Pillars crest upon the shore,
portions of weed / gather benignly.
Two lovers are over the edge —
Connected by a kiss, separated
by a covet.

Canoes form
straight
lines,
under the bridge of faint arms.
Whereas, this is how free we could
cherish the love found on the shores of Lagos Lagoon.

In My Father’s House We Hunt for Little Fragments

Dad cleaned the house
the previous week,
as he would
whenever
he wants to hunt
for little
fragments.

I saw some
of my old books —
old as their scarred covers had appeared.
& Dad saw the small sized bed I had slept on
as a baby. He showed it to me / I laughed, I cried
and clutched it to myself / but he wouldn’t
let me keep it.

The memory
was haunting — How does a father handle
grief
when the world
moves on: “Men shouldn’t cry”. The memory
was haunting, to be reminded / I was hunting for
little fragments in this bed. I mean the ones / which connects us.
Father burnt the bed; I took a picture of it
before he did so I wouldn’t lose my Little Angel /
for a second time. If I frame the picture
in the nearer future, it’s because
I want to see how / she watches over me from
there down here, where I am in search of meaning.

Crush, Jazzhole, Lagos … After Jan-Henry Gray

Seeing the movie was easier
than watching her look at me
while I gave a review, knowing
I can’t hold her like a vinyl.
I spoke in the finest
English I’ve ever spoken —
intonation, bouncing right well.
The look
On her eyes says, I’m not from
here
. & I’m taken.
Stupid me, my heart melted,
I turned the knob
of my emotion on the
highest notes.
It’s easy
to
fall
in love
when
she’s not with
a man, who
watches me talk
about a favourite
movie his girl also loves.
She had a natural dreadlock. She’s not like
the cinema girls —
the ones I saw
that movie with, last week,
at Pen Cinema with that hair attachment
my friend thought was funny.
It’s easy
to not
fall
in love when I know
I will not read poems
for this crush, for her,
talking about hip culture
and smooth jazz; knowing
I will not remember the
fragrance of the perfume on her
turtleneck and the colour
I swore to forever paint
our love with, until morning,
if it happened
outside Jazzhole.

Self Portrait as That Girl on a Piece of Paper

I once saw a girl illustrated
on an
abandoned piece of paper.

Too fragile, in it,
she laughs. But when she cries,
on the next page,
each tear stretches like the rubber bands
that remind me of nuptial ties.

She catches her dreams,
closer to the emotional stitch
on the window.

Nothing is hard to find in self-portrait.
It’s easy, in that something breaks in you.
That girl on a piece of paper
sits with me on the last pages
of tomorrow’s unknown.

On her inside and outside,
On each leaflet I turn to, she reminds
me to autograph her name on marbles.

Reminds me that, together, we once listened to how
trees call out our name.

When Home is All You Have

This is why I never leave home. Nothing remains. My daughter barely understands the main reason why I never leave home but she understands why I have to leave the laptop PC on, even into midnight — I busy myself starring, going back and forth on the last pictures which became the lasting memory of her mother, I, us as a family. She is homeschooled, shops for her favorite toys on Jumia, and books on Amazon which we end up reading together, sometimes, over careless arguments on authors’ choices or fancy illustrations. Does it ever feel the same when the reason you have to live your real life is no more, and you have to continue? This was our new story — Bethany and I.

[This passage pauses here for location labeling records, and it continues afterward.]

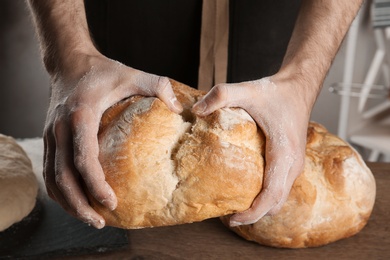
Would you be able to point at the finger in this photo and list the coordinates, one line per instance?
(85, 125)
(294, 172)
(48, 169)
(165, 92)
(274, 187)
(153, 85)
(222, 95)
(67, 181)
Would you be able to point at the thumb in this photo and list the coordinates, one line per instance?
(165, 92)
(218, 97)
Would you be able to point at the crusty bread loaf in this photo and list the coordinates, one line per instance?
(332, 199)
(18, 184)
(169, 169)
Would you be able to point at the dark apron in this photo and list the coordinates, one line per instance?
(163, 36)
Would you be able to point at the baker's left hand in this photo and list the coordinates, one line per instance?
(281, 108)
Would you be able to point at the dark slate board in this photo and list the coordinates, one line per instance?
(50, 231)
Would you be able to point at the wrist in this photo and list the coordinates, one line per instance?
(300, 83)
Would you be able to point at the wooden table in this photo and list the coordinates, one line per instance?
(211, 240)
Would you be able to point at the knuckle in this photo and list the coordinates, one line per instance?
(275, 195)
(220, 92)
(79, 161)
(162, 84)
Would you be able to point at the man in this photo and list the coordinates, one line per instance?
(85, 82)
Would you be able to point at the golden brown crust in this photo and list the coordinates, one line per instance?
(332, 199)
(169, 169)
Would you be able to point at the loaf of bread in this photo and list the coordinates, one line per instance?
(332, 199)
(18, 184)
(169, 169)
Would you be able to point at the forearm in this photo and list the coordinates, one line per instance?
(62, 30)
(320, 28)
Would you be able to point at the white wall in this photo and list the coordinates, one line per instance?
(24, 84)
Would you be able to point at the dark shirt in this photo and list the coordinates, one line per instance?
(163, 36)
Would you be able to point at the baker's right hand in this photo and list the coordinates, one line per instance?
(80, 95)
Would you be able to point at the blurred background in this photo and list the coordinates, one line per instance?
(24, 84)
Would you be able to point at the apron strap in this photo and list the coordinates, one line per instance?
(213, 43)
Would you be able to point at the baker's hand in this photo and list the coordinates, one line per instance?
(282, 111)
(80, 95)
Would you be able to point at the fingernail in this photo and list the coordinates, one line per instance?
(234, 223)
(110, 202)
(99, 224)
(177, 105)
(200, 107)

“Dad, you left the toaster on”, Bethany ran out of her room with a face that revealed she was disappointed, yet humorous about it. Everywhere smelled of burnt sardine bread.

“I got carried away, love”, I defended myself, with a huge sigh. But such defense happens every time.

In this home, Bethany’s voice is the only thing I hear, the only reset button I know; the only command I take: “Dad” she screams, lifting her face vigorously, “Did you track the delivery?”; “When next are we going shopping?”, “Will we spend next weekend in that park?” “Dad, let’s pray for Mommy.”

What is clear now is that there are just so many questions I can’t answer; many, unexplainable. How do I explain to my 12-year old that the reason I never leave home is that I see the image of her mother on every billboard in the city, on the front of every poster, and in every woman whose eyes are large and dark — like the one I couldn’t stop thinking about two years ago when we visited one of the Chicken Republics. Now I remember her words more, you stop grieving over a loved one when a home is all you have in them.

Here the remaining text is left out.